Chad cria à Lucy, qui accéléra sans un regard derrière elle. La jeune femme chercha rapidement dans ses poches la petite clé de bronze que le brun lui avait confié, désireuse de ne pas perdre la moindre seconde devant la boîte contenant la serrure. Une fois trouvée, elle la serra fermement dans sa main et se dirigea vers le boîtier, dans lequel elle enfonça la clé en un geste rapide.

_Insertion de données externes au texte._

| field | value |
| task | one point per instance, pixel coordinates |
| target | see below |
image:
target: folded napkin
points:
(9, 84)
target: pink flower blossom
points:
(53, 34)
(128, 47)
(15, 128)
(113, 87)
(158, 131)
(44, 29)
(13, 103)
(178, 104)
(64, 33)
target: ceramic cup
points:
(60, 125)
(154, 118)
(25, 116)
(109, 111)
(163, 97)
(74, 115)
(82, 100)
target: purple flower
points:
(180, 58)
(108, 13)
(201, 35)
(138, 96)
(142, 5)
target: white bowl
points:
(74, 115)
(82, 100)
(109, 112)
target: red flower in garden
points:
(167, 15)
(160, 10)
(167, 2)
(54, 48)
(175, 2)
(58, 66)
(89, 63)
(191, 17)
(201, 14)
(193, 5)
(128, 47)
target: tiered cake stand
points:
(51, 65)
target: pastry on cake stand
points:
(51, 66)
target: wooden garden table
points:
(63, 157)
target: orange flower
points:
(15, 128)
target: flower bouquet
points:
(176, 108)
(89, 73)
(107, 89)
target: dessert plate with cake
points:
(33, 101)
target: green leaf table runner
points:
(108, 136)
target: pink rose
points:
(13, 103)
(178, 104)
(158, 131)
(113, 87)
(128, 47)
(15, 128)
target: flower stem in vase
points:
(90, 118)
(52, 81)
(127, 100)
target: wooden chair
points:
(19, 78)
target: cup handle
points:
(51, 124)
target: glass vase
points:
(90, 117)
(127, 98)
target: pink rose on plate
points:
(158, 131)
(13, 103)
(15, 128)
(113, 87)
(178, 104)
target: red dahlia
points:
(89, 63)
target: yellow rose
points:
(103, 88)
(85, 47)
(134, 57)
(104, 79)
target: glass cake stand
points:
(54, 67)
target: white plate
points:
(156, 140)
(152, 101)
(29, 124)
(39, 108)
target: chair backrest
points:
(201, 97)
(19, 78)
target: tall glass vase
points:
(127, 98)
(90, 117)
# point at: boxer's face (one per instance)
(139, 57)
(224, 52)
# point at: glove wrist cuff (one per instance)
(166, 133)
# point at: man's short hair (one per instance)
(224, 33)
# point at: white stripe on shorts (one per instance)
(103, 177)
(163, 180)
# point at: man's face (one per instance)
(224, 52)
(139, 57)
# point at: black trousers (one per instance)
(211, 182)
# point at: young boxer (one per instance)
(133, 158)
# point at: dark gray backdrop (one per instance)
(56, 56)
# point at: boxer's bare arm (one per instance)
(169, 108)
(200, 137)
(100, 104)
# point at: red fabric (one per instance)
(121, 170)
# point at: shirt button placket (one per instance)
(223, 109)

« Dépêche-toi, ils arrivent ! »
Chad, dans la panique, faisait de grands gestes à Lucy qui était en train de tourner la clé, tandis que les hommes n'étaient plus qu'à quelques mètres des deux compagnons. La rousse pouvait sentir son cœur battre dans ses doigts tandis qu'elle vit la clé se faire avaler par la petite boîte noire, laissant les portes de l'ascenseur s'ouvrir. Chad se précipita à l'intérieur puis tendit le bras en direction de Lucy pour la tirer vers lui, gagnant le maximum de millisecondes possibles. Cependant, un des hommes eut la même idée que le brun, agrippant fermement le poignet de la jeune femme. Tirant aussi fort qu'il le pouvait, Chad refusait de laisser cet homme lui prendre de Lucy. Et, tandis que les portes de l'ascenseur commencèrent à se fermer, n'ayant guère des mouvements face à elles, le combat de force continuait. Les portes se rapprochaient dangereusement du bras de la rousse, menaçant de le broyer si la situation durait ne serait-ce que quelques secondes de plus.
« Chad ! »
La rousse appela la voix tremblante et les yeux emplis de peur. Elle ne voulait pas perdre un bras, pas maintenant, pas comme ça. Alors dans un ultime effort, Chad et Lucy tirèrent un grand coup à l'unisson, donnant toutes leurs dernières forces dans cet instant. Ce après quoi s'en suivit un grand bruit, puis, plus rien, l'obscurité.